Publié le 27 Dec 2023 - 08:43

Senghor, le socialisme africain et ses héritiers.

Barth ne sait rien de la doctrine idéologique de Senghor et, pour ne point l'en disculper, ce n'est pas de sa faute. Rien qu'à l'entendre on sait que son vocabulaire est vernaculaire et qu'il n'est pas un littéraire dans l'âme. Tout le contraire de ce qui est attendu de la fabrique Senghorienne du militant socialiste négro-africain.

Senghor ne s'est jamais réclamé de la social-démocratie et si les socialistes se donnaient un peu de peine à lire ses œuvres, quoique la lecture, paradoxalement, soit d'un ennui à nul autre pareil pour nos politiciens, ils apprendraient la préférence de Senghor pour le socialisme démocratique en lieu et place du groupe de mots social-démocratie. Car disait-il, en bon grammairien, le substantif socialisme lui était préférable au qualificatif social.

Dans son essai liberté 4 le socialisme et planification, Senghor parle d'ailleurs de socialisme démocratique et postule que :
""c’est le socialisme démocratique en Afrique qui fait des progrès." Car argue-t-il, "Il s’appuie sur les traditions africaines : les décisions se font de manière communale, il y a un chef mais il y a aussi un conseil. Ainsi la coopérative villageoise doit être l’instrument du socialisme africain".
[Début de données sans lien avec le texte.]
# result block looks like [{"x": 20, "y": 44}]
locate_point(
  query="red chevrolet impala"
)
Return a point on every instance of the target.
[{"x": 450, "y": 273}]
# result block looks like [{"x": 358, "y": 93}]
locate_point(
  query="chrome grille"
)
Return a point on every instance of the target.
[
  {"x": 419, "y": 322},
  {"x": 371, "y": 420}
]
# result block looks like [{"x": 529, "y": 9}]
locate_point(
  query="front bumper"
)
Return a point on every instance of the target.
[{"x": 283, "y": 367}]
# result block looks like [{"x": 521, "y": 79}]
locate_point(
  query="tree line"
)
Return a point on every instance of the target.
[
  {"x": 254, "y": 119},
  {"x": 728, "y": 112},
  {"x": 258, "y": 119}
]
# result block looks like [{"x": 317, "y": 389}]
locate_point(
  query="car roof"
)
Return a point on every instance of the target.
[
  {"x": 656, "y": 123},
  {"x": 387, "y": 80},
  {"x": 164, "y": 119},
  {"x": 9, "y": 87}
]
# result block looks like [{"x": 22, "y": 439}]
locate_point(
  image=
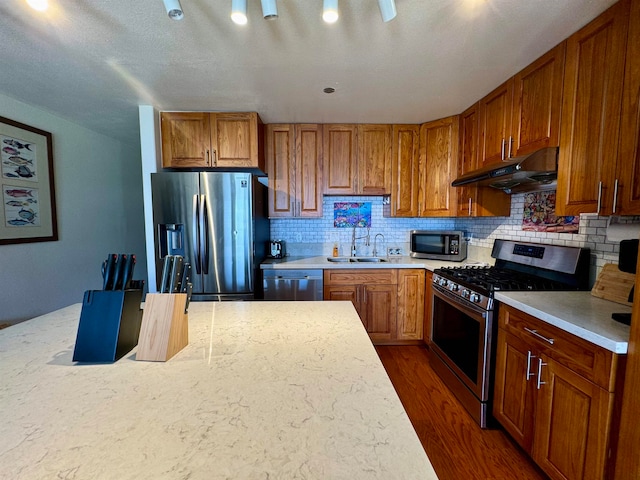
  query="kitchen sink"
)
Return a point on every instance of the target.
[{"x": 356, "y": 259}]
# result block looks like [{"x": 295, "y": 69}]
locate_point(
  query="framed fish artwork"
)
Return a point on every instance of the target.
[{"x": 28, "y": 212}]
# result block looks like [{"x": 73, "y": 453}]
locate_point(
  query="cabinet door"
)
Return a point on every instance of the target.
[
  {"x": 572, "y": 424},
  {"x": 280, "y": 165},
  {"x": 235, "y": 138},
  {"x": 428, "y": 307},
  {"x": 309, "y": 170},
  {"x": 374, "y": 159},
  {"x": 592, "y": 96},
  {"x": 349, "y": 293},
  {"x": 185, "y": 139},
  {"x": 537, "y": 104},
  {"x": 379, "y": 309},
  {"x": 404, "y": 171},
  {"x": 438, "y": 167},
  {"x": 513, "y": 404},
  {"x": 629, "y": 152},
  {"x": 411, "y": 292},
  {"x": 339, "y": 167},
  {"x": 495, "y": 124}
]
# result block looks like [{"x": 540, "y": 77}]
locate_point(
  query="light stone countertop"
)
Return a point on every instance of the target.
[
  {"x": 321, "y": 262},
  {"x": 579, "y": 313},
  {"x": 277, "y": 390}
]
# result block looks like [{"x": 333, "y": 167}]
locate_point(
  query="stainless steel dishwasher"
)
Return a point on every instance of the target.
[{"x": 282, "y": 284}]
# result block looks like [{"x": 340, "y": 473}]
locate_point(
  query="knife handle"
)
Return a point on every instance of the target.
[{"x": 108, "y": 271}]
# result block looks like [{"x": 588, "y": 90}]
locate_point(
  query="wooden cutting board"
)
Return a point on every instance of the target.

C'est dire combien ceux-là mêmes qui s'adjugent l'héritage du poète président ignorent tout ou presque de son œuvre et se barricadent derrière des lieux communs et un verbiage abscons pour espérer toujours tromper leur monde.

Barth reste un matamore friand de polémiques, qui ne se meut que dans les petites jacqueries juvéniles de boy town. Et quand bien même chercherait-il à s'en départir pour se donner en figure intellectuelle que son phrasé et son gestuel le trahissent.

Le must de son oral hier et qui donne à voir combien sa formation militante a manqué une cage. Preuve si besoin que Senghor n'a été assimilé par son côté écume loin de la vague qu'il portait. C'est quand Barth dit que le vote des sénégalais sera motivé par : la paix, la stabilité, la prospérité, la tenue et la retenue. Diantre que le diable se fît ange.

Il faudra peut-être lui envoyer en cadeau de Noël l'excellent ouvrage de Raymond Aron "Guerre et Paix" ne serait-ce que pour saisir les intrications causales entre la paix et la guerre. La guerre n'est pas absence de paix et non plus la paix n'est absence guerre. Si tant est qu'il s'intéresse à l'histoire des idées. De quelle Paix parle-t-il au Sénégal ? L'absence de tensions et conflits sociaux et politiques est-ce vraiment synonyme de paix?

Les universités fermées, les hôpitaux publics transformés en mouroirs automatiques et last but not least les trois repas un luxe que ne peuvent s'offrir que les citadins boy town, passons sur les crises institutionnelles cycliques dont notre régime politique est le nom, depuis 1962 à nos jours, est-ce cela la paix ?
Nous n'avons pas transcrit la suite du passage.